Despite the lowered long-term outlook, Delta’s third-quarter guidance exceeded Wall Street expectations, boosting investor confidence. The company projects Q3 adjusted earnings per share of $1.25 to $1.75, compared with analysts’ forecast of $1.31. Revenue is expected to be flat to up 4%, ahead of the 1.4% increase projected by analysts.
Delta shares jumped 10% in premarket trading following the announcement, with other airline stocks rising in tandem.
CEO Ed Bastian said summer travel remains strong, but consumer behavior has shifted. Travelers are booking flights closer to their departure dates, which has affected Delta’s yield management strategy. “People are still traveling,” Bastian noted. “They’ve just adjusted their booking patterns.”
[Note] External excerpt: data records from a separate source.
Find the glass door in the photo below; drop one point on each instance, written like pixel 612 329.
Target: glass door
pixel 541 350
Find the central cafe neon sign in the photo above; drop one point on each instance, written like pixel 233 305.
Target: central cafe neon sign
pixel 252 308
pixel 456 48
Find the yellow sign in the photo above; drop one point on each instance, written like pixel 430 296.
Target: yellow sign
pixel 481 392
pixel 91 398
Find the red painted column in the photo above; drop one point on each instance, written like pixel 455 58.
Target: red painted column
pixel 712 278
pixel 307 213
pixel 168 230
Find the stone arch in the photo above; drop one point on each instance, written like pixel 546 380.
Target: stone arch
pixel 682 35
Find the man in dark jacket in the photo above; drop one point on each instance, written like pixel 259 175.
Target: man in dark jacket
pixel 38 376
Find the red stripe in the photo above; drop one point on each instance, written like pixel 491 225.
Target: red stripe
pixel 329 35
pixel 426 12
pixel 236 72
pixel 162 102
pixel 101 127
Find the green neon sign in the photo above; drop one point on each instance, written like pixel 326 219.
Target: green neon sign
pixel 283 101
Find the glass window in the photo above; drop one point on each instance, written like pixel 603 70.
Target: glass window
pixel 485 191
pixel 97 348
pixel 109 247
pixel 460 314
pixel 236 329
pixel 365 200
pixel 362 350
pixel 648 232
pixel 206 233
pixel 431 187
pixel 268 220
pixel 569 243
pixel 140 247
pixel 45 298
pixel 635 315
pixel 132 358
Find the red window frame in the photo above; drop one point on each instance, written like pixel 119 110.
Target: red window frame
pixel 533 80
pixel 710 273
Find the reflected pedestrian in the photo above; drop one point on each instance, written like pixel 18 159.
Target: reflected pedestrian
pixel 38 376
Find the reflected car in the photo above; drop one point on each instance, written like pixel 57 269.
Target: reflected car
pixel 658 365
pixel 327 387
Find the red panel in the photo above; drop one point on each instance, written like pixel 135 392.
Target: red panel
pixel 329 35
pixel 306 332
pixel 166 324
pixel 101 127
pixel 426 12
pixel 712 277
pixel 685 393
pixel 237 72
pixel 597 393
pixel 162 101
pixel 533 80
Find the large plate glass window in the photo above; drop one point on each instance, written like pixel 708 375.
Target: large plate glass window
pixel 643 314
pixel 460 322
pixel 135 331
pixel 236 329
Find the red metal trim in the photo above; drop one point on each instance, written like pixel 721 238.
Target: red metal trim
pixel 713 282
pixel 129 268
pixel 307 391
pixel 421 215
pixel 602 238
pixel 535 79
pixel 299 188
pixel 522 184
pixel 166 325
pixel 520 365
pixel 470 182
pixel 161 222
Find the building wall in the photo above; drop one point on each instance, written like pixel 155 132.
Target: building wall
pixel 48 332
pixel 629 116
In the second quarter, Delta reported adjusted revenue of $15.51 billion, slightly beating estimates, and net income of $2.13 billion, or $3.27 per share, up 63% year-over-year. Premium seat sales rose 5%, while main cabin sales dropped 5%. Delta’s lucrative partnership with American Express also contributed $2 billion, up 10% from a year ago.
Bastian emphasized Delta’s continued investment in premium offerings, citing upgrades to lounges and onboard experiences. Corporate travel has stabilized but remains flat compared to last year, missing initial growth targets.
Delta plans to make “surgical” capacity cuts after the peak summer season ends in mid-August, aligning with an industry-wide shift to match supply with fluctuating demand.